Carol Solomon Wins Abraaj Capital Art Prize
Carol Solomon, Visiting Associate Professor, Independent College Programs, and French-Algerian artist Zoulikha Bouabdellah are among three curator/artist teams chosen from among 97 applicants as winners of the first Abraaj Capital Art Prize. The generous prize, provided by investment firm Abraaj Capital, gives the pair $200,000. With those funds, Bouabdellah, who is based in Paris, will create a major installation piece to be unveiled in March during Art Dubai, the Middle East's largest contemporary art fair. An exhibition catalogue devoted to the winning projects will be co-authored by Solomon and the other curators.
Solomon, who traveled to London over the fall break to attend a reception for the winners of the competition, first got interested in Bouabdellah's art in 2007 when she saw one of her works in the exhibition“Airs de Paris” at the Pompidou Center in Paris and another in the exhibition“Global Feminisms” at the Brooklyn Museum.
One of these, the short video entitled Dansons, shows the torso of a woman, clearly a belly dancer, as she ties scarves in the colors of the French flag around her waist.“When she gets them all into place, she starts to dance and the music is La Marseillaise [the French national anthem],” says Solomon.“The work deals with the hybrid nature of the artist's French identity.”

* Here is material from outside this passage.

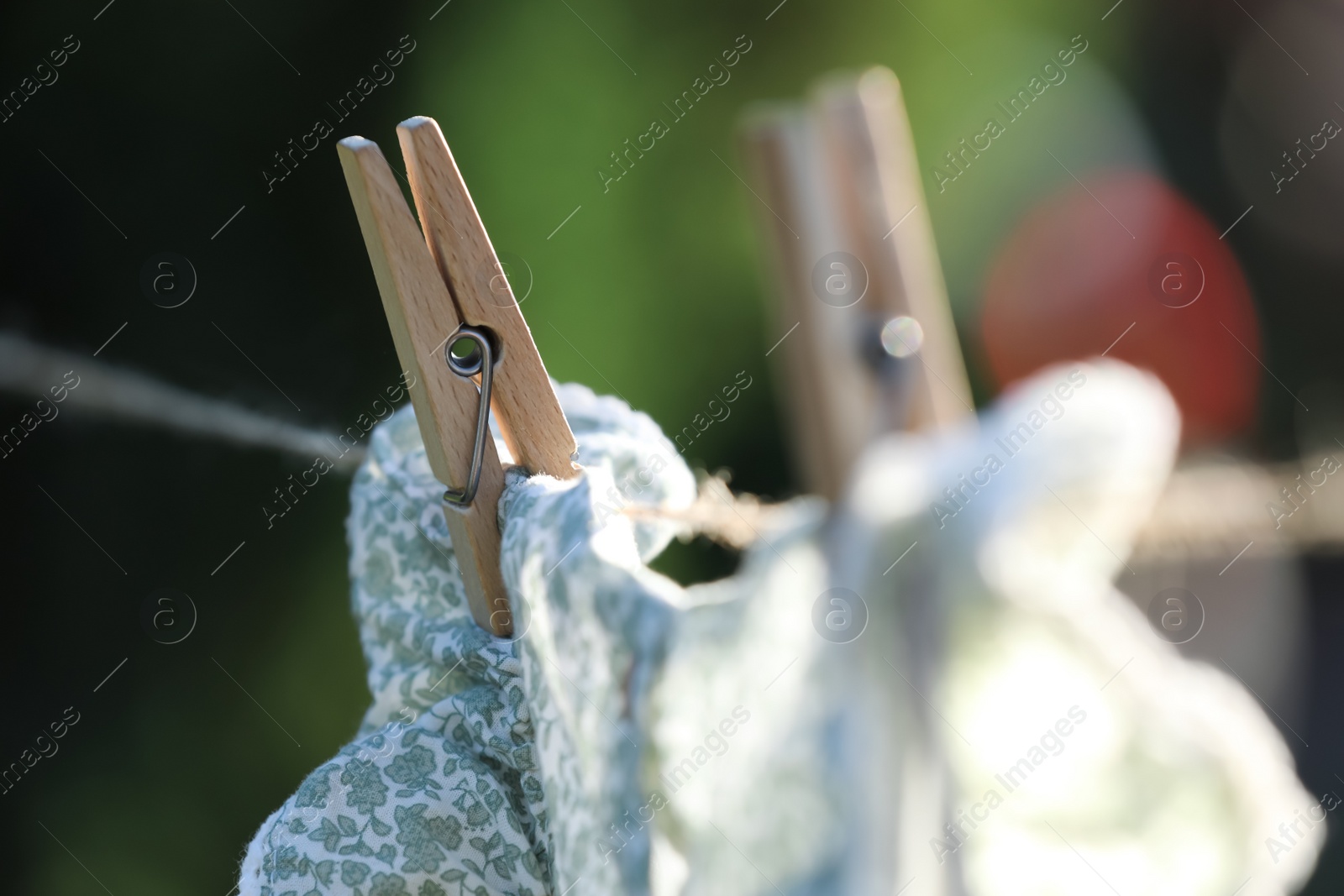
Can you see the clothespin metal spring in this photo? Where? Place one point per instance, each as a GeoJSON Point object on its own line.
{"type": "Point", "coordinates": [480, 360]}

Solomon, formerly curator of European Art at Amherst College's Mead Art Museum, included Dansons, and another of Bouabdellah's pieces, in a 2008 exhibition she organized there called“The Third Space: Cultural Identity Today.” “That show focused on the effects of displacement, alienation, exile, hybridity and trans-nationalism in a global society,” says Solomon. “The“third space” refers to an in-between space where new cultural identities are formed. Artists at work in“the third space” speak of a creative edge that derives from the condition of being in a place that simultaneously is and is not one's home.”

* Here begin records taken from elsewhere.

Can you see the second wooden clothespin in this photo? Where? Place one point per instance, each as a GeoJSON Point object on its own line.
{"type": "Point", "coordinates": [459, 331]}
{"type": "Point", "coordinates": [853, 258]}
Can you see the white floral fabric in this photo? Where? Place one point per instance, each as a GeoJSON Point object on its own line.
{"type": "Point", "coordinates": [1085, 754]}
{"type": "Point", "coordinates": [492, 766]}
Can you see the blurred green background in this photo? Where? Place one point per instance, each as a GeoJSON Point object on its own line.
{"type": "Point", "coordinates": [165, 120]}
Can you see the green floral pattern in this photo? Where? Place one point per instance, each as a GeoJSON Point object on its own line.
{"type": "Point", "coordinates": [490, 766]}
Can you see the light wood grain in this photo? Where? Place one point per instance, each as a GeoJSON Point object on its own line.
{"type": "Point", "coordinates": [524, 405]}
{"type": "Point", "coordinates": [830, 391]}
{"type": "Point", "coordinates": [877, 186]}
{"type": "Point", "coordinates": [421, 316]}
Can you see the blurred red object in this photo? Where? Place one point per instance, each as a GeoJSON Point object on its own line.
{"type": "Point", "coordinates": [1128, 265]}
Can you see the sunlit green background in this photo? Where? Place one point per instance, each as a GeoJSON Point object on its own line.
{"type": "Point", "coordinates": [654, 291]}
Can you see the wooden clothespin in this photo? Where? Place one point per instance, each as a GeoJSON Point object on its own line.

Solomon got to know Bouabdellah well when she subsequently spent a semester at Amherst as artist-in-residence.“We had the opportunity to talk at length about her art and the ideas behind it,” she says. When the pair heard about the new Abraaj Prize, with its aim of encouraging a creative collaboration between international curators and artists from the Middle East, North Africa and South Asia, they decided to put together a proposal.
Solomon describes the artist's winning project as“an evocative installation piece that deals with astronomy and astrology, with elements inspired by Islamic art, science, and culture. But that's all I can say until it's unveiled in Dubai.”
The two other teams named as winners of the Abraaj Capital Art Prize are Italian curator Cristiana Perrella and Turkish artist Kutlug Ataman; and Leyla Fakhr, a curator at the Tate Museum, and Iranian artist Nazgol Ansarinia.
Next semester, Solomon will teach a course at Haverford on Art and Cultural Identity.